Even OpenAI’s support assistant doesn’t have the basics down of the product it supports. In multiple such exchanges reported by users, the app’s robotic helper suggested an (also non-existent) in-app bug reporting feature with assurance, and then emphasized it a second time by email. It makes a point about the stubborn fact of AI-powered customer service: no matter how sophisticated they may be, systems that aren’t grounded in live product information can lead users astray at scale.
A Hallucinated Feature in the ChatGPT iPad App
This problem originally became apparent for an iPad Pro user, who was able to get a consistent crash in the ChatGPT app after resizing the size of the window. In search of assistance, they reached out to the in-app Help Center chat, which suggested that offending content should be reported using either “Send Feedback” or “Report a Problem” from within the app’s Account or Support menus. That path doesn’t exist. The only report option in a chat I can see is for content moderation. Not for reporting bugs or viewing diagnostics.
After being corrected, the bot admitted it was wrong — but not before OpenAI’s automated email support provided the same advice. It was later clarified by a human spokesperson that the ChatGPT app does not have its own consumer-facing bug reporting portal. Users can search a very small selection of troubleshooting articles, leave thumbs-down feedback on answers, or submit to a security-focused bug bounty program run with Bugcrowd for vulnerability disclosures — none of which matches day-to-day app bug reports.
In follow-up exchanges, it seems the support assistant may be new to say there’s no in-app bug report and then offer to send a description along to developers.

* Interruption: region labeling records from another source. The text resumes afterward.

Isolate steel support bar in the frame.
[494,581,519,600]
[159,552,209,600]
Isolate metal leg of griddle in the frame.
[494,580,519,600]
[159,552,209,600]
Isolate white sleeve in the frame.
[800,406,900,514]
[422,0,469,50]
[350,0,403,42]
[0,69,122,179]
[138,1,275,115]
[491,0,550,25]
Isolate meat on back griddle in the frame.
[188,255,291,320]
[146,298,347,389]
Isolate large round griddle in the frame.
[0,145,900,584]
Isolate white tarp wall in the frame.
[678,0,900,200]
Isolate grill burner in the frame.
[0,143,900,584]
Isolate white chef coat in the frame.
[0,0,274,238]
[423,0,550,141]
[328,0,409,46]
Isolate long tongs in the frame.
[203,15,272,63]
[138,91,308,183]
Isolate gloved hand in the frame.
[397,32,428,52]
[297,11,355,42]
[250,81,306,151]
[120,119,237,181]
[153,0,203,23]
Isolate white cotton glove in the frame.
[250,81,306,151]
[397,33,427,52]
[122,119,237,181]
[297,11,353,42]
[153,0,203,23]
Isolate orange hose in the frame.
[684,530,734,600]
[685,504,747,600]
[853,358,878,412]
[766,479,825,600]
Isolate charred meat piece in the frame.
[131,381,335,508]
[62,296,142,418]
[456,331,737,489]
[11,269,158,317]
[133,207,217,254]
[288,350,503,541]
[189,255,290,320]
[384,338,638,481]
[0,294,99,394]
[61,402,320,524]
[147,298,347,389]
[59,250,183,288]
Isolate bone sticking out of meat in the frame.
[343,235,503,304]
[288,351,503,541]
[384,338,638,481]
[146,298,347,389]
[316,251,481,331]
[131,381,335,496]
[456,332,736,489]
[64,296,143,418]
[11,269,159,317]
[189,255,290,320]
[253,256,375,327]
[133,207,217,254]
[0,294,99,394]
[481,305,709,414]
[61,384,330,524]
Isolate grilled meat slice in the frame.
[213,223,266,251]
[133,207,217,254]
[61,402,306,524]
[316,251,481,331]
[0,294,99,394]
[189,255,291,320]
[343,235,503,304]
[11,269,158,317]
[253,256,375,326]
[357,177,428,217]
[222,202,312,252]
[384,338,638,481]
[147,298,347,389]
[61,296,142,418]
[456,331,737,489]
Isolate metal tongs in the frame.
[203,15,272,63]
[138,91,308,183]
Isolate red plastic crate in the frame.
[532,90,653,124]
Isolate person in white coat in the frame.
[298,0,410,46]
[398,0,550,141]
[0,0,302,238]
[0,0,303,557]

That would indicate OpenAI modified prompts or retrieval rules. Still, the opening hallucination is telling: when AI support doesn’t rely on authoritative, current product metadata, it generates friction rather than relief.
Why AI Support Bots Fail Without Reliable Grounding
Large language models are probabilistic systems, which means they simply predict what is likely to come next based on the patterns they have learned and are not employed to infringe copyright or to break other laws. Stanford HAI researchers have established that hallucinations can vary from single-digit to over 20% values, respectively, through domain and prompt design. In customer support, where users want precise answers corresponding to the app build they’re using, that sort of variance becomes untenable.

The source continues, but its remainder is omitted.